FPA Endorses SEC Proposal to Curb Abusive Sales of Indexed Annuities

For Release: September 11, 2008

WASHINGTON, D.C.… The Financial Planning Association® (FPA®) has joined the heated industry debate over regulation of indexed annuities, submitting formal comments yesterday to the Securities and Exchange Commission (SEC) supporting federal oversight. Indexed annuities, which mimic stock market returns, are a product developed by the insurance industry in the mid-1990s. In 2007, indexed annuity assets totaled $123 billion.

Until the SEC rule proposal, indexed annuities were regulated by state insurance commissioners. Aggressive and misleading sales of the product to seniors at free luncheons hosted by insurance agents have been the source of widespread complaints and the focus of at least one hearing in Congress.

"We are very pleased that the SEC has moved forward to help protect the retirement assets of the vulnerable senior population," said Dan Barry, FPA's director of government relations. "Just like a prescription drug, there can be serious side-effects in purchasing a retirement product. Indexed annuities have been marketed as a risk-free investment, but they're not for everyone."

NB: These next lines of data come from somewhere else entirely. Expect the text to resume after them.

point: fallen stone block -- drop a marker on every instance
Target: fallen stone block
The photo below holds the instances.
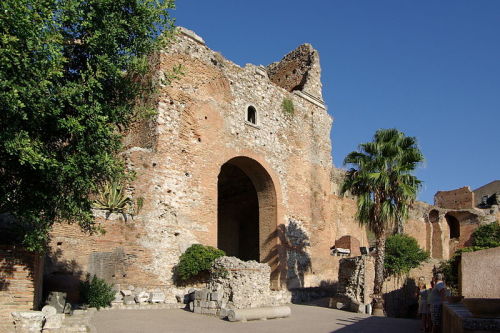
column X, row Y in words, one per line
column 57, row 299
column 54, row 321
column 129, row 300
column 126, row 292
column 259, row 313
column 28, row 321
column 157, row 297
column 142, row 297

FPA cited a number of problems financial planners have identified in the marketing and sale of indexed annuities, including inadequate training of insurance agents, hidden costs, and limitations on income that are not disclosed to buyers. FPA also urged the Commission not to delay adoption of the rule, noting that industry opponents have had years to refine their arguments against securities regulation on the state level. Industry groups representing indexed annuity products have called on the SEC to delay adoption, claiming the proposal is being rushed through the review process.